01/01/2022
Just in case you were wondering, the herring catch was crucial to economic prosperity of merchants in the market towns of the Hanseatic League of the North Sea.
Atlantic herring was and is an important food to many Europeans. It's high in Omega-3 fatty acids and lends itself to preservation via pickling, fermentation, drying, and smoking. Pickled herring in particular are popular in Scandinavian, Dutch, Nordic, Polish, Baltic, and Jewish cuisines. The 17th century Dutch poet Voost van den Vondel referred to the fish as "royal herring," not just for the nourishment the fish provided, but for the flourishing international trade it created. Imports of wood for shipping casks and salt for preserving and exports of pickled herring drove a sizeable portion of European trade.
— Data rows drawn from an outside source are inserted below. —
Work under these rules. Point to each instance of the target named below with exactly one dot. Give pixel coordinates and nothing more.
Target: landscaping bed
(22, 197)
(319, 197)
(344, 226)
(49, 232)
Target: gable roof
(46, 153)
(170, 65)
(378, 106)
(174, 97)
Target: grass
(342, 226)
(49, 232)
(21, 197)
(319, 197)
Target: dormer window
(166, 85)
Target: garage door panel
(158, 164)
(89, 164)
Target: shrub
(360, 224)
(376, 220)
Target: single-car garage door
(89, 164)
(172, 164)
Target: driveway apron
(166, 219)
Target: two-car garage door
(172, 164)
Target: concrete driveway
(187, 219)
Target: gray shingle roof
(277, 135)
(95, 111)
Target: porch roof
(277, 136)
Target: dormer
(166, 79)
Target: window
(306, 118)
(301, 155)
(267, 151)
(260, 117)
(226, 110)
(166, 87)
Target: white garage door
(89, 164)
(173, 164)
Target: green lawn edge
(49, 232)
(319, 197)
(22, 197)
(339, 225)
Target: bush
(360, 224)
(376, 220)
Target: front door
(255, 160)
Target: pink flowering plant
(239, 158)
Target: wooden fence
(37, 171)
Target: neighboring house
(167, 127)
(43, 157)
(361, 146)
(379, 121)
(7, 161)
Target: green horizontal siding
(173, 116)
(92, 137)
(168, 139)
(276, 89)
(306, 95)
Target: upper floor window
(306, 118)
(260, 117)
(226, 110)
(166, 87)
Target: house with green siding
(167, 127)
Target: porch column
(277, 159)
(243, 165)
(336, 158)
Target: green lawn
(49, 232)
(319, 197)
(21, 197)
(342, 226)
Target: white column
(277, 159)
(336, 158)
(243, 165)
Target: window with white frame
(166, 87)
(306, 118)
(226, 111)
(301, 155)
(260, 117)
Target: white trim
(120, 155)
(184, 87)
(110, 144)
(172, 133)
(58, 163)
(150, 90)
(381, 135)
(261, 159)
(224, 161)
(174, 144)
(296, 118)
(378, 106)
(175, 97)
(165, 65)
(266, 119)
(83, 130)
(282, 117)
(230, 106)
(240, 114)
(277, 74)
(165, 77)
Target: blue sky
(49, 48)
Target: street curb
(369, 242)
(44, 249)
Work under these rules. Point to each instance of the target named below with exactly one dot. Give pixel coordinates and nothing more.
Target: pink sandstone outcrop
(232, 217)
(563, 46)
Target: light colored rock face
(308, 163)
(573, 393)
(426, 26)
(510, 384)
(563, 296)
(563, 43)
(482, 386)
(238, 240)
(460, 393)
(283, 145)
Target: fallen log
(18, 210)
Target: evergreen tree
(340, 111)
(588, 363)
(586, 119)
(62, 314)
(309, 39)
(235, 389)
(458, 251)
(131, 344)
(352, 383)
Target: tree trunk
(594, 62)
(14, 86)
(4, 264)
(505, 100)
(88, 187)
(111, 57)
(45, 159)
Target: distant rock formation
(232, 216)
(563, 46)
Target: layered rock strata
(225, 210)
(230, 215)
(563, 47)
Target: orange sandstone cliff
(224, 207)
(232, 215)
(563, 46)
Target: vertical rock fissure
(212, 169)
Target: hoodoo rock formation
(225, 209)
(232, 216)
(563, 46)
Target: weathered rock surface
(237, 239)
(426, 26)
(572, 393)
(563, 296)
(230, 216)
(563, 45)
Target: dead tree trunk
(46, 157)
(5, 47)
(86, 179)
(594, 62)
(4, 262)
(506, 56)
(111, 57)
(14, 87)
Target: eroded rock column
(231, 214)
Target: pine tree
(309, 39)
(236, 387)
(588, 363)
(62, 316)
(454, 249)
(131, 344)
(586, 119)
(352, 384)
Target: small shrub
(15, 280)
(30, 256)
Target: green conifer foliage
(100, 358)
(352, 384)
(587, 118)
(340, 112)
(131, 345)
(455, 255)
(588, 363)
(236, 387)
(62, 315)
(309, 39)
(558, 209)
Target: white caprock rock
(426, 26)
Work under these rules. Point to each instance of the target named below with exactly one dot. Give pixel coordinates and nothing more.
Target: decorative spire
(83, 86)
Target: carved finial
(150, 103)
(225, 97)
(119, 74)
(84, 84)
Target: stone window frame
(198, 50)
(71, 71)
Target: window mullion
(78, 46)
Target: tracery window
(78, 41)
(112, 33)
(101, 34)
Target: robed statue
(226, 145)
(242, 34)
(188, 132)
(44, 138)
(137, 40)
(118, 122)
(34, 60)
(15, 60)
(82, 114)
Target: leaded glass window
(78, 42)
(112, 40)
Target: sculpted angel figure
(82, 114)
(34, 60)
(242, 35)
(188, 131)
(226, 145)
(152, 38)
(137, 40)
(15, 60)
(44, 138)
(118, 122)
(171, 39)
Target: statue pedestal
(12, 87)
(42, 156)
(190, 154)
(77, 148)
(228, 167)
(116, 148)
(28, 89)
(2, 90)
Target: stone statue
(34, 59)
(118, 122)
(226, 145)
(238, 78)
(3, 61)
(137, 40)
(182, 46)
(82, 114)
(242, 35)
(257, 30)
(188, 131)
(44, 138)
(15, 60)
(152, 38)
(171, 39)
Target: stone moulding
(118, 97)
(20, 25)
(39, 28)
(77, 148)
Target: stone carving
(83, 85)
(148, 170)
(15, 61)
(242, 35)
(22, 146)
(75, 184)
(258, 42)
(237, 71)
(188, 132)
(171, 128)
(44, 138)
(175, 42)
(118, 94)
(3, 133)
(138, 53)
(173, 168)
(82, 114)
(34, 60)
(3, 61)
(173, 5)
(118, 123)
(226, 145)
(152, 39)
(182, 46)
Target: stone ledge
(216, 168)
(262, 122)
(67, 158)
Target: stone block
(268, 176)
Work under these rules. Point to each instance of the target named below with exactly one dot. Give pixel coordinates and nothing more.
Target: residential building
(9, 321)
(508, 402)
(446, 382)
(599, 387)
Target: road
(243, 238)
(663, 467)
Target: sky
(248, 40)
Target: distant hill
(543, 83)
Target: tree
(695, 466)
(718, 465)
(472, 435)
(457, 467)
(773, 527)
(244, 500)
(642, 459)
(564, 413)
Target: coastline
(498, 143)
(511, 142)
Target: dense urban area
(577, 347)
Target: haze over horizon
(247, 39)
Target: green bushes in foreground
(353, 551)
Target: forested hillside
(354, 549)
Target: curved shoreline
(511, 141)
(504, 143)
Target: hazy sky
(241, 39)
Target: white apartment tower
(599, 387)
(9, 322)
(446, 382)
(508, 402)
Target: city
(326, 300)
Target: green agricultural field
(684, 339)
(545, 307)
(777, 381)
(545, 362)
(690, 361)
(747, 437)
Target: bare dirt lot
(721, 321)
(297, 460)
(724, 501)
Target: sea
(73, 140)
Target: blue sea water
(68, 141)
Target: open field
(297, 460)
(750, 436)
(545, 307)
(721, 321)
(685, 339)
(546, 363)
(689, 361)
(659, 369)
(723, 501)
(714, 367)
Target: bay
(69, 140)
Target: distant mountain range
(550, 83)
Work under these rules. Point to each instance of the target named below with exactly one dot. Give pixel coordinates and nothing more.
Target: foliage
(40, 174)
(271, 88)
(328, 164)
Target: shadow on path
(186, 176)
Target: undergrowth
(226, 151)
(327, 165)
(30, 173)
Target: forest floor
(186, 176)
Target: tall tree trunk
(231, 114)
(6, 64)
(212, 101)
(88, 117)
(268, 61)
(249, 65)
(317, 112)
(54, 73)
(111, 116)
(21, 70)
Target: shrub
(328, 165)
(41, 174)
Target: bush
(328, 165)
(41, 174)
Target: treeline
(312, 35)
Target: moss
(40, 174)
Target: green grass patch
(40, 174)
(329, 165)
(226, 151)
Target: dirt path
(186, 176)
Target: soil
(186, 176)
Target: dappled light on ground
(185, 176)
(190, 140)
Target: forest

It's a quirk of herring that their migratory patterns are unpredictable; waters that were thick with the fish for decades could suddenly experience dismal catches. According to Time-Life Books' Foods of the World: The Cooking of Scandinavia, "Herring, appearing offshore one year in shoals a half dozen miles long and wide, the next year could vanish almost completely...so varied was the herring that it was looked upon as a bearer of divine messages. Even when herring was abundant, there was always the hazard that there would not be enough available salt to preserve the catch." To eat herring at the New Year was not only a celebratory rite, but a small prayer of sorts, a wish for the catch and the trade to line up with prosperity.
With herring's cultural significance so widely dispersed, the eating of pickled herring for good luck is thus not concentrated in any one region of the United States. However, areas with a large Scandinavian population, such as Norwegian and Swedish communities in Minnesota, will indulge in herring bonanzas this December 31, when tradition dictates to eat the fish at the stroke of midnight.